Twenty-year-old Robin Lehner will continue to try and keep the cost at a minimum when he gets his third consecutive start Friday, as Ottawa looks for its third straight victory while hosting the Chicago Blackhawks.
Between the pipes at the other end in his first appearance since being bought out by the Senators four years ago will be Ray Emery, who replaced Corey Crawford as his teammates rallied to beat the Leafs Wednesday.
Anderson's hand was cut after he beat the Washington Capitals Feb. 22 for his fourth consecutive victory.
"I knew it was severe when it happened," he said when asked if he thought his career was in jeopardy. "I knew it wasn't the end of the world. I knew I had an issue, I knew I needed to take care of it. My main concern was just to get the help I needed right away, get the right people involved right away to make sure the road to recovery happened as soon as possible."
Anderson, who is now sixth in minutes played and wins among all NHL goalies, still has no idea how long that road extends.
"Hard to say. Timeline is wide open right now," he said. "All I can do is make sure I stay in shape. Go out there and skate with my gear on, keep my legs, keep everything strong so that when I am ready to come back, I am physically strong.
"Right now, it's still the opening stages of everything. One hundred percent recovery is obviously not going to happen in the short term. To be able to play is the main thing right now, and there is no timeline on that right now. There's improvement every day."
He's skating now, at least, and has tried on a "modified" blocker. Next step is being able to grip his stick.

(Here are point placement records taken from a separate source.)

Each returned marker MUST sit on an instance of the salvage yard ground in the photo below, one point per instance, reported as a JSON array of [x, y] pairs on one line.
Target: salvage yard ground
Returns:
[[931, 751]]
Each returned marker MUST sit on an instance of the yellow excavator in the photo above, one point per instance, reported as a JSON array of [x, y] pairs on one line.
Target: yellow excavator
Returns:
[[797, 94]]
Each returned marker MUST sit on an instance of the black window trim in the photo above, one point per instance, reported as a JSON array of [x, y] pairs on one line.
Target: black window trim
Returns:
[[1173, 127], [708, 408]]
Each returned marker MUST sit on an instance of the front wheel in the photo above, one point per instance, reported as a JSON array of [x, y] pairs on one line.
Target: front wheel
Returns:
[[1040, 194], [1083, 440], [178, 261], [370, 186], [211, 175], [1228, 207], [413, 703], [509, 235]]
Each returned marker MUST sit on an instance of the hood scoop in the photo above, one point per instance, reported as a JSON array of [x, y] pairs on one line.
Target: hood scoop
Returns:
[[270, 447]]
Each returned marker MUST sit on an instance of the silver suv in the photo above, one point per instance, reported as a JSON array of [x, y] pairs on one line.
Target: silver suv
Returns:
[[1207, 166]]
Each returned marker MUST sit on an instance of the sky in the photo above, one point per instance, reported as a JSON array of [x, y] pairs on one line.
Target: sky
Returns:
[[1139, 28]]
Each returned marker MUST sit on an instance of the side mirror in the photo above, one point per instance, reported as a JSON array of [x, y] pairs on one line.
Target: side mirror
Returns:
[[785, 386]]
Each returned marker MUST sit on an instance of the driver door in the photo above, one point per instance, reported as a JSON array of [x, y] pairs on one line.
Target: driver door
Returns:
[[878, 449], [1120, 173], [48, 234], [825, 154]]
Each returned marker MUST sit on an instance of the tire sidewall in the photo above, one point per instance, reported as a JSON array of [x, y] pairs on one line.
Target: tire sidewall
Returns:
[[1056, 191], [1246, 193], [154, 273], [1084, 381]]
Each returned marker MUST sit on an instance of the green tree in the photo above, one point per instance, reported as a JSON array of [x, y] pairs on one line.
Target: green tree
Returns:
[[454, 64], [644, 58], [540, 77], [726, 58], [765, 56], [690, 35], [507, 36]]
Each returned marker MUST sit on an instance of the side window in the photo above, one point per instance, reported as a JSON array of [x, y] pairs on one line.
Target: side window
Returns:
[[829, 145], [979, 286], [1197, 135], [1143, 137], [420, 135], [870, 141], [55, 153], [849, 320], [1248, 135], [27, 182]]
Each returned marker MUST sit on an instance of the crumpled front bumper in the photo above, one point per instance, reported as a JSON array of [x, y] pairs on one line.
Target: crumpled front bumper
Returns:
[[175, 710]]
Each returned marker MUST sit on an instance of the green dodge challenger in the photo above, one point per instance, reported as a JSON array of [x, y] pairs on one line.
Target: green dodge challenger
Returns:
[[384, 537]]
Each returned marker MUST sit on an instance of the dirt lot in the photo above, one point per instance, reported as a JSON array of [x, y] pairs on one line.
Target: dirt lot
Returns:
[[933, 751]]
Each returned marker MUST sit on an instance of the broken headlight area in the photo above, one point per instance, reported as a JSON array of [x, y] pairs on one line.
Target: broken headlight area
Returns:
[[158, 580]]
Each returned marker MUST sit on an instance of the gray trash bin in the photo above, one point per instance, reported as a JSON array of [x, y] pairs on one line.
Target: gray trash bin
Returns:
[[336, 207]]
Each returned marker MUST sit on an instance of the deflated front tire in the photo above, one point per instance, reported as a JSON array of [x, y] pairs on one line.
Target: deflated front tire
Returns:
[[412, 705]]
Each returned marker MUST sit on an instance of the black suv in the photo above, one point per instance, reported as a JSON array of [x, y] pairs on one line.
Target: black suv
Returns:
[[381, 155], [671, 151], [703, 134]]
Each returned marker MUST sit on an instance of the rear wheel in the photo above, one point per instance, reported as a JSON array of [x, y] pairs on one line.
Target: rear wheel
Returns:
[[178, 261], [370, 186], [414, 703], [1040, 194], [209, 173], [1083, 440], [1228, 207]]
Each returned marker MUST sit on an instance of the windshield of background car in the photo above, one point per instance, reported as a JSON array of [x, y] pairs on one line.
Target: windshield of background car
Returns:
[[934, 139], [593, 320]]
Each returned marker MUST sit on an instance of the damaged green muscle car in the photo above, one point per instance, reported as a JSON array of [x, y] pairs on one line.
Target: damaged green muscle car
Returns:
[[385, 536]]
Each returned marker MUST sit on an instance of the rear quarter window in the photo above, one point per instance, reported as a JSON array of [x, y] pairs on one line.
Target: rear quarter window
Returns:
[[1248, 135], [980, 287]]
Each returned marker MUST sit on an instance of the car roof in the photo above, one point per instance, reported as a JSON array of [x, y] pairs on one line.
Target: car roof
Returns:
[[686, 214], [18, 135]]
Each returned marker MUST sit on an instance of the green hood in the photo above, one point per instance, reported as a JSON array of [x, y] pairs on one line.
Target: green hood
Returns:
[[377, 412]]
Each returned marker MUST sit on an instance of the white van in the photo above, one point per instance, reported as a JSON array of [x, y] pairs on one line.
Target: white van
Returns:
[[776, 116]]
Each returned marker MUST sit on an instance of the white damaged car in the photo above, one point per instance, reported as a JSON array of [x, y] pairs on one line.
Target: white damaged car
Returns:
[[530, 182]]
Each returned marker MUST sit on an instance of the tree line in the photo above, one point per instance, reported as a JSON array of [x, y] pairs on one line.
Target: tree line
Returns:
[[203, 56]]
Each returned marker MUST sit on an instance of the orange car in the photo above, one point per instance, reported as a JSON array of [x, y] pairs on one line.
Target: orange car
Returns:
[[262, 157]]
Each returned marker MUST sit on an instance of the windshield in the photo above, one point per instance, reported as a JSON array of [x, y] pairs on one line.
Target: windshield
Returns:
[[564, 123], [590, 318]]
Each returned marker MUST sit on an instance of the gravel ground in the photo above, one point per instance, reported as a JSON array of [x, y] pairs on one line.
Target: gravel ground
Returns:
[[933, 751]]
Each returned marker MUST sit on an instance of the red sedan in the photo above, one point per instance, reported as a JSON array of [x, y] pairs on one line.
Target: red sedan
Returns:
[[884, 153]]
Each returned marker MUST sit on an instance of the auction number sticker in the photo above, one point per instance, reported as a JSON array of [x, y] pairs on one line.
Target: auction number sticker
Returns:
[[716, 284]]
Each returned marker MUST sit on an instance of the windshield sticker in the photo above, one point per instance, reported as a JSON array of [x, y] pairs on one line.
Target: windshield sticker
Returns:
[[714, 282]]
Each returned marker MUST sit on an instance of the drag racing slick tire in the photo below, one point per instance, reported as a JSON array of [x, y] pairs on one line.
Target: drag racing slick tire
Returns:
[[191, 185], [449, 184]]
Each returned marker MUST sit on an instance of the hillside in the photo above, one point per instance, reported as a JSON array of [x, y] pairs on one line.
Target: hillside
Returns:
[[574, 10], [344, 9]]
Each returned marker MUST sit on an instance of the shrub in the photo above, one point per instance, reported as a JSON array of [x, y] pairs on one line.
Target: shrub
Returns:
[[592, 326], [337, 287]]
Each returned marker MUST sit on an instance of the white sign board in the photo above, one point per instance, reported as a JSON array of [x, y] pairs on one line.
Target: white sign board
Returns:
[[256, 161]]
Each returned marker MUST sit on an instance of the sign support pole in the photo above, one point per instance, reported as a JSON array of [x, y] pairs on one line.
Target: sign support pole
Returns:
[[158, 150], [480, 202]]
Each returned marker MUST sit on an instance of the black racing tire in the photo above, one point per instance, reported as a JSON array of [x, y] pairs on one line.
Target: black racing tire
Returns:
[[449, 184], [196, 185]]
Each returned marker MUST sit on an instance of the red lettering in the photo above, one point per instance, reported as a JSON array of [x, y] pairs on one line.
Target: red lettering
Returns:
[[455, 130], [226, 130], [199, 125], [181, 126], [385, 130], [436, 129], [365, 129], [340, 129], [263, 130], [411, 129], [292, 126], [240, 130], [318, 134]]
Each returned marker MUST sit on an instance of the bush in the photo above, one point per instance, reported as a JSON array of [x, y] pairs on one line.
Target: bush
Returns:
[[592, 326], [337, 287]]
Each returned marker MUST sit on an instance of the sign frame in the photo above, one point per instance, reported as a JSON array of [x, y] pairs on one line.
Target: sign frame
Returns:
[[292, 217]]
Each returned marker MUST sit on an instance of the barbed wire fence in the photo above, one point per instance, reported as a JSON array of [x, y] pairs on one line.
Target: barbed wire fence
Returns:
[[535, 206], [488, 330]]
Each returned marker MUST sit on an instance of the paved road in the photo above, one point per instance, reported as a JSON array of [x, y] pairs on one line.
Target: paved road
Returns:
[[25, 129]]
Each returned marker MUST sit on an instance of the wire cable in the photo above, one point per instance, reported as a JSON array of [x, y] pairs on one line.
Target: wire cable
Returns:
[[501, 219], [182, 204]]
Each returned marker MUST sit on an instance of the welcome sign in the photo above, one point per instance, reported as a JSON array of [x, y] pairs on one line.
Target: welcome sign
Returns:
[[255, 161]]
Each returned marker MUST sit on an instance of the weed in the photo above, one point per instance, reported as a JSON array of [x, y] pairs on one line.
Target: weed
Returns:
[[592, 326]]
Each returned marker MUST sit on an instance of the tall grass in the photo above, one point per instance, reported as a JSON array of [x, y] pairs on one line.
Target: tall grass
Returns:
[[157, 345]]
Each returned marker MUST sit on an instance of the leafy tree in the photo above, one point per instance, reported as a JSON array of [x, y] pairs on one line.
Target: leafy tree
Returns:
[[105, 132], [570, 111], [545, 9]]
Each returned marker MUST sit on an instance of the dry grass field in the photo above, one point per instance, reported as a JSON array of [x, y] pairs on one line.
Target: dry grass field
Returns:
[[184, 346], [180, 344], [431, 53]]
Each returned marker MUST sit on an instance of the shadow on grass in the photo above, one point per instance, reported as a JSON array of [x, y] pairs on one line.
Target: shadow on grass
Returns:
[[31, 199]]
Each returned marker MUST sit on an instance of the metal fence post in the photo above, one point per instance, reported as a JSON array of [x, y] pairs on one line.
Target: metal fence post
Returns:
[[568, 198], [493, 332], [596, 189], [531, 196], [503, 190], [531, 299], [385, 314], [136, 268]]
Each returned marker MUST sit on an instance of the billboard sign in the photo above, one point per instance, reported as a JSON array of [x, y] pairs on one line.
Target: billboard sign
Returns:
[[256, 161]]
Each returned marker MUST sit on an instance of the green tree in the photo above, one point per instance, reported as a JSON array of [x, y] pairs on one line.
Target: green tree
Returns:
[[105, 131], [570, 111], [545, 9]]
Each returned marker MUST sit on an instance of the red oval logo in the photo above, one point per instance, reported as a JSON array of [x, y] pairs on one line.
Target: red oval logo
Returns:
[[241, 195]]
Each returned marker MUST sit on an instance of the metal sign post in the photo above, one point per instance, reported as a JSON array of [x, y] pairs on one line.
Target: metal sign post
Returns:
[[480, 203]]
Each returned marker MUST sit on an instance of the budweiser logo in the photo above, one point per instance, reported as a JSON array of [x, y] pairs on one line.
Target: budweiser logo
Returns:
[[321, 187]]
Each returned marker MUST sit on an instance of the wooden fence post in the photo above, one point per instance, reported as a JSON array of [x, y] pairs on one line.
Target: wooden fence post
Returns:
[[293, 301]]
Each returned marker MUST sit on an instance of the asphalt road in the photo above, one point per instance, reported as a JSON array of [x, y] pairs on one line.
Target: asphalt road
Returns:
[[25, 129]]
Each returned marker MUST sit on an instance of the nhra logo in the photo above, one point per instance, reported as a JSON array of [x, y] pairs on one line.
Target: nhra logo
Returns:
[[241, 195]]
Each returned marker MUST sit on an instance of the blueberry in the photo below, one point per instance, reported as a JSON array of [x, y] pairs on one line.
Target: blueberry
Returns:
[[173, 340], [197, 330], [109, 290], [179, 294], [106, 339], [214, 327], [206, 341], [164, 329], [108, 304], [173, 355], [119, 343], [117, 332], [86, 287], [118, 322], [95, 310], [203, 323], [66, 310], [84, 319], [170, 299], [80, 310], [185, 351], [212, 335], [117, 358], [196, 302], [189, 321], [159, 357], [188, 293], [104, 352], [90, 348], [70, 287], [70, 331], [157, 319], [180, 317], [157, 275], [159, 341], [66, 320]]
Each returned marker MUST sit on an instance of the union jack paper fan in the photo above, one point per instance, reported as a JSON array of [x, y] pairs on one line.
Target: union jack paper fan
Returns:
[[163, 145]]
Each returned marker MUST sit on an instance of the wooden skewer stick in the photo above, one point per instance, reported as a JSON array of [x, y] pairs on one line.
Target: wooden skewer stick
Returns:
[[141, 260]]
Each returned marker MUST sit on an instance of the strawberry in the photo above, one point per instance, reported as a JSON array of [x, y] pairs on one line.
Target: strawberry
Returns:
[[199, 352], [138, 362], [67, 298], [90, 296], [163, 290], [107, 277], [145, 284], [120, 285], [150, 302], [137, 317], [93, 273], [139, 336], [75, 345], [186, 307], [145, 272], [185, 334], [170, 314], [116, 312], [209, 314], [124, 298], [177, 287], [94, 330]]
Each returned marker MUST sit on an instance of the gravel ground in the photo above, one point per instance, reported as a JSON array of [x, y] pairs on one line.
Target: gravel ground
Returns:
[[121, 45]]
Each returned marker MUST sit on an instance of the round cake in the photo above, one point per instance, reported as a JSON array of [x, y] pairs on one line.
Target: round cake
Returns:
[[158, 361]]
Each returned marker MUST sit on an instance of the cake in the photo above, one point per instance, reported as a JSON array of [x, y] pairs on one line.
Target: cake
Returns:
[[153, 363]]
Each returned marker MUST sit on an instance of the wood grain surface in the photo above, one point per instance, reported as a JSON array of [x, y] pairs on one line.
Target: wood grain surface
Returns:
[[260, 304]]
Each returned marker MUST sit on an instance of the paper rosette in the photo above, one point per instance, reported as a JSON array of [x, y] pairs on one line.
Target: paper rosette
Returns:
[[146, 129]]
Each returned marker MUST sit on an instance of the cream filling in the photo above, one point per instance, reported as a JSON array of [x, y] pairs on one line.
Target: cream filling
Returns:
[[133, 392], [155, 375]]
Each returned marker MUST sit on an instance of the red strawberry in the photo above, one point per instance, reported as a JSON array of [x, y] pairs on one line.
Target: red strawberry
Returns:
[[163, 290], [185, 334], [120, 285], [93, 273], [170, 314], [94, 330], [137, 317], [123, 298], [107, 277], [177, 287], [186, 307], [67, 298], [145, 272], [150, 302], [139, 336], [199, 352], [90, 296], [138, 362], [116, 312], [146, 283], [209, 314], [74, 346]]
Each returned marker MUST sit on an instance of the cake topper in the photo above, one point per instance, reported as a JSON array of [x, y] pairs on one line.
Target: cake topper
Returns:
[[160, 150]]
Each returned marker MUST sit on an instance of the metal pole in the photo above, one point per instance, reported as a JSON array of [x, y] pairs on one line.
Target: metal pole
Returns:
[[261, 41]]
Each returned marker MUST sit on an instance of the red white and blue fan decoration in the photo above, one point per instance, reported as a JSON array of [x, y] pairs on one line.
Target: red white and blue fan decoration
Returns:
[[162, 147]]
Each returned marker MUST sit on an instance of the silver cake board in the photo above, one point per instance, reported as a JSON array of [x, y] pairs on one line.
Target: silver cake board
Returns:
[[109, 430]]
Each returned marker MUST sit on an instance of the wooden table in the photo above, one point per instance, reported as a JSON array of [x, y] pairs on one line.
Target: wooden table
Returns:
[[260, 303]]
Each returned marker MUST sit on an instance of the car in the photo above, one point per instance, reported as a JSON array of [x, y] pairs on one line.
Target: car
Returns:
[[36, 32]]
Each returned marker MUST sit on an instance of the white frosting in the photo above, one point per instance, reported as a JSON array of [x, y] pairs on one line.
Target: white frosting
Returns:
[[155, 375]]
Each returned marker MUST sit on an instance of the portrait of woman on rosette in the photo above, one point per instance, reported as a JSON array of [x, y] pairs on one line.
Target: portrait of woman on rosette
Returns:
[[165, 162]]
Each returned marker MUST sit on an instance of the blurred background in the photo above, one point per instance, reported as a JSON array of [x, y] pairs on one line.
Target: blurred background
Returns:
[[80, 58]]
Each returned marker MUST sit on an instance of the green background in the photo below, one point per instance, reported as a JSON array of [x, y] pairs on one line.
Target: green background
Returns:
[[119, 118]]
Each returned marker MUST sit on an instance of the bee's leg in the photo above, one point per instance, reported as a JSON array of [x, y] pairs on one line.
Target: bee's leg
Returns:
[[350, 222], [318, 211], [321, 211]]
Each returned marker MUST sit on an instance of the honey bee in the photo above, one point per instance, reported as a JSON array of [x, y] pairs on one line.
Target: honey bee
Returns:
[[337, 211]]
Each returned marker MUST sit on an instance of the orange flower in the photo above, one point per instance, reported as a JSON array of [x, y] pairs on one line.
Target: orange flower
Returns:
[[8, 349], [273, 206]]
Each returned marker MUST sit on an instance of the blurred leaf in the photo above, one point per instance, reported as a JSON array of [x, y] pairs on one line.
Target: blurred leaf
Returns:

"Pain comes into factor," said Anderson. "Obviously, we don't want to reinjure it. There are lots of things to take into consideration. Obviously, holding the stick is one of the main things that helps me do my job.
"There's gonna be discomfort. It's just a matter of how much pain I can play through."
Anderson says it's difficult to watch during this important stretch of the schedule. The Senators were fifth in the Eastern Conference
"Right now, the only thing I can do is take the mental break and make sure I'm ready when I come back," he said. "Gotta make sure I'm geared down for it; I've got to get mentally back where I was before I got hurt.
"The guys have been playing great. Robin's played outstanding the last couple of games. Gave the team an opportunity to win games. If we can continue to win games, it's all that matters. I'm just a part of the team as any of the guys whether I'm injured or not. I can be the guy with the big pom-poms right now."
There's a lot of cheering right now for Lehner, who has won both starts while allowing just two goals since taking over. The question is, can he keep it up? At the time of his recall, Lehner was 8-16-1 with a 3.38 GAA and .905 save percentage in Binghamton.
"Of course it's an opportunity for me to show what I can do under pressure. I'm just riding it day by day right now," said Lehner. "It's fun to be up here with the guys, the atmosphere in this town, this building, this team is just nice, every day.
"I don't really care what people say about me and my statistics in the AHL. I know what they are and I know me, myself, how it's been, and why. I've gone through a lot since I came over here, and I'm learning from it. I have people who are helping me to go through it. Everything is a learning thing and I'm learning every day."